Has free speech ever really been free? The growth spurt of ‘safe spaces’, the label of ‘hate speech’, and the push back against speech-induced violence have created a reactionary surge in America to protect our 1st amendment rights. While the goal of safeguarding open dialogue serves the cause of Christ, and the advance of his kingdom, we cannot neatly tuck gospel proselytizing under the umbrella of free speech.
Few, if any people, would advocate completely open and free speech with no consequences. For example, we do not allow people to yell out ‘fire’ in a public space. We have rules against libel and false witness. People who issue threats against others’ lives or property face punishment. Christian schools do not allow professors or clubs to promote LGBT agendas. Turns out we have quite a few rules governing how people speak. Speech never has been, nor should it ever be, one hundred percent “free.”
If we bear this in mind, it becomes easier to understand those who argue against, and wish to ban ‘hate speech’, which they define as attacking a person based on things like gender, ethnicity, sexual preference, etc. In their eyes, such bans simply serve as a logical, 21st century extension of protecting a human being against direct threats to his person.
This begs two questions: what constitutes a direct threat against someone’s person? And more foundationally, what is ‘free speech’?
In a robustly relativistic culture, in one sense, every statement, every sentence anyone utters ‘threatens’ the hearer’s existing belief paradigm. If all truth is up for grabs and individually defined, then your flat, close-minded assertion that, for example, ‘a rabbit is a mammal’, could theoretically ‘threaten’ me, if my unwavering belief that rabbits are sui generis (in a class to themselves) is close enough to the core of my being. Functionally, we can all be grateful that politically correct boundaries have not swollen to such absurd territory. However, we must not naively believe that because words are not actions, they cannot pose a threat. Nor should we be surprised when media, universities, and the world at large reveal that they have an established, if fluid, set of doctrines, or accepted beliefs, which they will vigorously defend from antithetical truth claims. This is nothing new.
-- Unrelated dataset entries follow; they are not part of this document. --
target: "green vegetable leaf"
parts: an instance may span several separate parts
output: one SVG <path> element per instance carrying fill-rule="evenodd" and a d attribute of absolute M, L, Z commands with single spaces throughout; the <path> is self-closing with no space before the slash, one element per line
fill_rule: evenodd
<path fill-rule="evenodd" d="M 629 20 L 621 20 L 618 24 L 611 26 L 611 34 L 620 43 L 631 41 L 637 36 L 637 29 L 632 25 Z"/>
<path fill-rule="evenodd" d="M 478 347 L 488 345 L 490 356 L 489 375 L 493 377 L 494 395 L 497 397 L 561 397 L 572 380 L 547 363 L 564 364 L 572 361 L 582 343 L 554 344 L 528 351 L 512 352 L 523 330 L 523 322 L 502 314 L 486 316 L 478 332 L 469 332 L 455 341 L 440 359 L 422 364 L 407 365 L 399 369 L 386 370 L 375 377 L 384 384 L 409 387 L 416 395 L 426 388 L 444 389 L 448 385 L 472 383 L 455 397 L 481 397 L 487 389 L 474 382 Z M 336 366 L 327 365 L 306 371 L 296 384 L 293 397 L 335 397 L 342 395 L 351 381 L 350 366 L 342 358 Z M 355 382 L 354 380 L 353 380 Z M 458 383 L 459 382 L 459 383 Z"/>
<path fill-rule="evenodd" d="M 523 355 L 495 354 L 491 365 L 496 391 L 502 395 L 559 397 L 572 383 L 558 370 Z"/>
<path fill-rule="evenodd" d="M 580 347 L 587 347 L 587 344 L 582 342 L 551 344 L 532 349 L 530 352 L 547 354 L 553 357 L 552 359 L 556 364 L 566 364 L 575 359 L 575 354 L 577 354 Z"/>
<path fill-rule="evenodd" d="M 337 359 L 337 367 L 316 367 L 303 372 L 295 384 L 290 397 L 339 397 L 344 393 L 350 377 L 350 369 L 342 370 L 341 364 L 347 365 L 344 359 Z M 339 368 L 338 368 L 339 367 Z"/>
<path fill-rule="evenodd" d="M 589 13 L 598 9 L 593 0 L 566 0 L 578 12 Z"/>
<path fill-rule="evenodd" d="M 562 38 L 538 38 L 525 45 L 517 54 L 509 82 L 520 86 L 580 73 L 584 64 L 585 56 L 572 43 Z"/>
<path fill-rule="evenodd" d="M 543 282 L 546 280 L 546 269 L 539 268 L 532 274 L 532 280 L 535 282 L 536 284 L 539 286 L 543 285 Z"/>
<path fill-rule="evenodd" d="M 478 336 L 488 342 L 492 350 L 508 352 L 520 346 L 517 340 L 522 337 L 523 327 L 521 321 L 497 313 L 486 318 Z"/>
In Jeremiah’s age, his message, though true, and immensely practical, that God would give Jerusalem over to the Chaldeans, was not received too well. The leaders saw that if people believed Jeremiah’s words, it would have direct consequences on their actions and their motivation to defend the city. So they chucked Jeremiah in a pit. (Jer 38) This was a man speaking unpopular words of God’s judgment on a sinful people. The response of the leaders, though compounding their guilt, was by no means irrational. We cannot pretend that words do not have power. God promises that His Word will always have an impact, and will not come back void. (Is 55:11)
This brings up the second question, which is what does ‘free speech’ mean? If free speech entails the ability to live free from hypocrisy, free from speaking out of both sides of our mouth in order to stay alive, free to seek for truth, free to express minority opinions and desires, then this is a noble and good cause. If, however ‘free speech’ means equal validation of every truth claim, or even a commitment to promote a level playing field for every voice to receive an equal hearing, then we are expecting a scenario not only humanly impossible and chaotic, but also immoral. Christian leaders of businesses or institutions are doing a great disservice and harm to those they influence if they so much as indirectly imply the possibility for many truths to coexist in parity. All ‘truth’ is not created equal.
However, the gospel does not triumph through coercion. The gospel triumphs because it is the truth, and the truth sets people free. Christians need not clench up in fear and raise the drawbridge when we see false worldviews approaching with their dangerous conclusions in tow. We can, by the open statement of the truth, commend ourselves to everyone’s conscience in the sight of God. (2 Cor 4:2) Christians should embrace debate and healthy controversy because we trust the inherent superior attractiveness of the genuine light of Scripture, and the saints whose actions reflect a product of the Holy Spirit’s work. The Christian message loves and promotes an arena of free speech, because Scripture will announce itself like a lion let out of his cage. The gospel contends for hearts and minds, not primarily through shutting down falsehoods, but through shining a spotlight on its own glory, its coherence, its demonstrable power in changing and transforming lives.